Batiment / Le contrat de performance énergétique

Le contrat de performance énergétique (CPE) s’inscrit dans une réflexion globale visant à considérer l’ensemble du bâtiment pour une rénovation assortie d’une garantie de résultat de performance énergétique sur une longue durée. Différents montages contractuels et financiers sont possibles pour en tirer parti.  

William AZAN, Avocat Associé, Ludovic FONTAINE, Avocat
AZAN Avocats Associés



Dans le cadre du Grenelle de l’environnement, le Plan Bâtiment a été adopté en fixant des objectifs chiffrés afin de lutter contre le changement climatique, et d’obtenir une diminution conséquente des émissions de gaz à effet de serre (GES). Un point de passage a été fixé à 38 % de réduction de la moyenne de consommation énergétique du patrimoine bâti en 2020. Pour tenir ces objectifs, le secteur immobilier, fortement émetteur de GES, dispose de techniques notamment sur l’enveloppe du bâti existant, mais pas nécessairement des outils juridiques et financiers pour agir à cet effet.
Afin de relever les défis du Grenelle de l’environnement dans le secteur immobilier, il a fallu créer un cadre juridique et réglementaire permettant de favoriser la réussite de projets très performants énergétiquement pour y répondre, dans le droit fil des lois du 13 juillet 2005 et du 3 août 2009.

La démarche intellectuelle attachée au contrat de performance énergétique (CPE) n’est donc plus d’effectuer de simples rénovations n’ayant qu’un impact à court terme, mais plutôt de s’inscrire dans une réflexion plus globale visant à considérer l’ensemble du bâtiment pour une rénovation sur le long terme, afin de pouvoir adapter et dimensionner au mieux chaque poste au regard de l’isolation de l’enveloppe du bâti ou de l’utilisation des énergies renouvelables.

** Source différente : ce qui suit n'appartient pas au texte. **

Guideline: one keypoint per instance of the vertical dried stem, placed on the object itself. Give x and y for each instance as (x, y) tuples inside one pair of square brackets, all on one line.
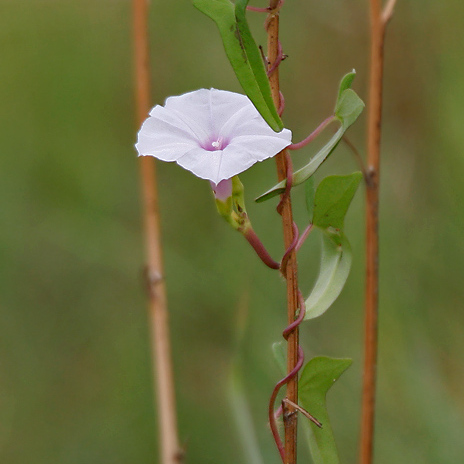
[(290, 422), (158, 315), (378, 20)]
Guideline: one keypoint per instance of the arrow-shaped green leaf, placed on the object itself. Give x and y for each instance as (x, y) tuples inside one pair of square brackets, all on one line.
[(317, 377), (335, 267), (332, 200), (243, 54)]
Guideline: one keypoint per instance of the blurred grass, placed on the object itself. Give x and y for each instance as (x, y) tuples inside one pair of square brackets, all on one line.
[(75, 384)]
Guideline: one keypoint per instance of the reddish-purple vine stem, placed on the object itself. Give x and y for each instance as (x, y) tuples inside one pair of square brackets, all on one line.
[(303, 236), (288, 252), (272, 415)]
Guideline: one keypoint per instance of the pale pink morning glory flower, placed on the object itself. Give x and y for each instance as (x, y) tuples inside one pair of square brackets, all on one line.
[(215, 134)]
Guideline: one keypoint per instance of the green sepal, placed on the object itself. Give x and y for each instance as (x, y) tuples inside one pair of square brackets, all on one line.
[(233, 210), (243, 54), (317, 377), (310, 193), (347, 109)]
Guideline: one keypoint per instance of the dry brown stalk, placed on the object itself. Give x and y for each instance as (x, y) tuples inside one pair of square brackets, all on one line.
[(378, 19), (158, 314)]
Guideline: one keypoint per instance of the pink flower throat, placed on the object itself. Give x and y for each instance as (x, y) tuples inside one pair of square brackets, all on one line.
[(215, 144)]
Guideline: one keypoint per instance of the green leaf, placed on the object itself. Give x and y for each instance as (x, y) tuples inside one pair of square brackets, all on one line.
[(317, 377), (335, 267), (349, 106), (333, 197), (243, 54), (310, 192), (279, 350), (345, 83)]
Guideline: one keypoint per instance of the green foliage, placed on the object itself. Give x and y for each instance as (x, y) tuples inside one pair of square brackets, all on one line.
[(347, 109), (345, 83), (335, 267), (317, 377), (243, 54), (332, 199)]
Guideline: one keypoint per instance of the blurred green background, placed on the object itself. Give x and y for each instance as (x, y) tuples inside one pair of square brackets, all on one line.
[(75, 380)]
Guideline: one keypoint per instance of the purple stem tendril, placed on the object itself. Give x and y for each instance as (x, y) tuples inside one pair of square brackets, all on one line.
[(288, 184), (286, 257), (266, 10), (296, 243), (279, 59)]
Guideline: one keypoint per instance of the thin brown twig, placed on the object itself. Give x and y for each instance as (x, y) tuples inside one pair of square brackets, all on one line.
[(378, 21), (158, 314), (291, 275), (303, 411)]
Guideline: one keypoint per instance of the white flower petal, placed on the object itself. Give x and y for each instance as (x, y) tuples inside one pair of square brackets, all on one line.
[(203, 163), (213, 133), (164, 141)]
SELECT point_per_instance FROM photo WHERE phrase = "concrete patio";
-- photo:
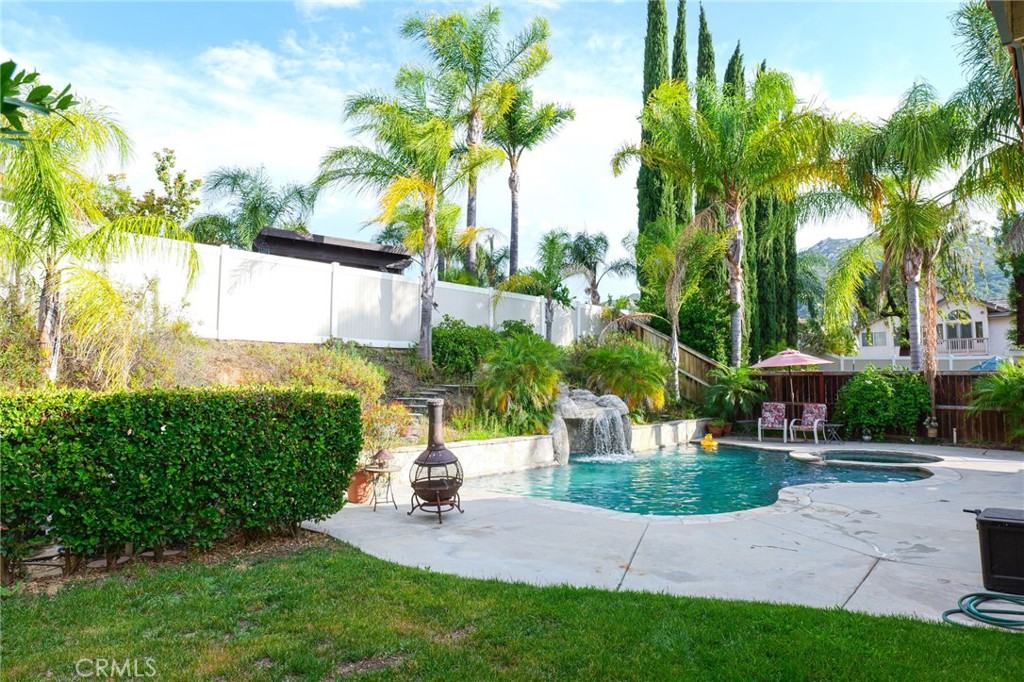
(879, 548)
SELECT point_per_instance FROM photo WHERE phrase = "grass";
(332, 612)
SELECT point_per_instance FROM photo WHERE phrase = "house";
(1010, 23)
(967, 334)
(351, 253)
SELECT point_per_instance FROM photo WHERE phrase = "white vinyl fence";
(247, 296)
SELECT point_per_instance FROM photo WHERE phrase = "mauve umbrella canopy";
(790, 358)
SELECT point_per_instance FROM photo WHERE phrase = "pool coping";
(791, 498)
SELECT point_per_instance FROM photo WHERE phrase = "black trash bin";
(1000, 535)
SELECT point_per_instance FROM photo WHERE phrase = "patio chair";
(813, 420)
(772, 417)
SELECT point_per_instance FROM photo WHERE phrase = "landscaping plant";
(733, 391)
(519, 379)
(628, 368)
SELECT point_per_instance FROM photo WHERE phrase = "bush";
(865, 402)
(911, 400)
(1003, 390)
(170, 467)
(628, 368)
(459, 348)
(519, 379)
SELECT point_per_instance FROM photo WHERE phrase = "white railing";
(247, 296)
(963, 346)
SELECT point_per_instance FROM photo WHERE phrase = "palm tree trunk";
(930, 337)
(427, 283)
(674, 353)
(734, 265)
(514, 225)
(473, 137)
(549, 317)
(911, 273)
(49, 324)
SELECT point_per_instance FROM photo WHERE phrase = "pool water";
(681, 481)
(872, 457)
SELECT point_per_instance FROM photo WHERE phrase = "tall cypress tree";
(706, 54)
(651, 188)
(683, 196)
(734, 81)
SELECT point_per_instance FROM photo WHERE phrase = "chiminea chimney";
(436, 473)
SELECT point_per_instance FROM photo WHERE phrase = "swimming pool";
(875, 457)
(682, 481)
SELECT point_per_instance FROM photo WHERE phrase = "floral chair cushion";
(773, 415)
(813, 412)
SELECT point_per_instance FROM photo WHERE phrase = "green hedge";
(170, 467)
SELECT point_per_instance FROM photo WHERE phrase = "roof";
(323, 249)
(1010, 22)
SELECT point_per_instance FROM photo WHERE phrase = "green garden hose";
(973, 606)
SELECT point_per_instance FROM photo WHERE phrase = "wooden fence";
(693, 366)
(951, 390)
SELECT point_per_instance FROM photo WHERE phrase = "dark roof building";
(1010, 20)
(365, 255)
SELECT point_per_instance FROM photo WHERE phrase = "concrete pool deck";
(880, 548)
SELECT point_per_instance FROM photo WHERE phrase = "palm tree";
(406, 230)
(523, 127)
(255, 205)
(676, 261)
(468, 48)
(56, 238)
(994, 169)
(546, 279)
(890, 170)
(736, 146)
(415, 156)
(588, 257)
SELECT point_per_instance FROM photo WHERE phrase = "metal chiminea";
(436, 474)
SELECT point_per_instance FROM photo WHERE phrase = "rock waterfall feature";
(596, 424)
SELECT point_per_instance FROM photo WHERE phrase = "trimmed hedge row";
(170, 467)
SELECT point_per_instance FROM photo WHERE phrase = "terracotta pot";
(359, 487)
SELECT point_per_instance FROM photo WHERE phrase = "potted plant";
(383, 426)
(733, 392)
(717, 427)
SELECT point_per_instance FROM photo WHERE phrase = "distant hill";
(989, 281)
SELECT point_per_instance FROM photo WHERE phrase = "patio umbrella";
(790, 358)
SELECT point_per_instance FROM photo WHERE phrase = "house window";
(958, 326)
(872, 338)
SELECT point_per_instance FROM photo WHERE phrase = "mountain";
(990, 282)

Le but poursuivi consiste à entamer des rénovations lourdes au plus vite avec un investissement important, pour ne pas imposer aux occupants des travaux ponctuels tous les cinq ans par exemple.

Cet outil juridique vise donc une évolution, voire une révolution dans l’ordonnancement des contrats de la commande publique pour les immeubles relevant par exemple des bailleurs publics. En effet, il s’agit d’un contrat comprenant une garantie de résultat de performance énergétique sur une longue durée. Aujourd’hui, les premiers CPE commencent à émerger, notamment ceux de la Région Alsace, Immobilière des chemins de fers (ICF), Supélec, l’Université de Saint-Quentin en Yvelines, etc.
À cet égard, le contrat de performance énergétique n’étant pas un contrat nommé en droit, il convient de le définir et d’en préciser les formes juridiques. Par ailleurs, pour réussir le facteur 4, il est non seulement nécessaire de mener des rénovations sur une grande partie du patrimoine, mais surtout de les poursuivre avec une ambition énergétique très volontariste. Il semble donc nécessaire de développer de nouveaux outils financiers permettant de réussir des opérations de rénovation lourde « en une seule fois » grâce au Tiers investissement.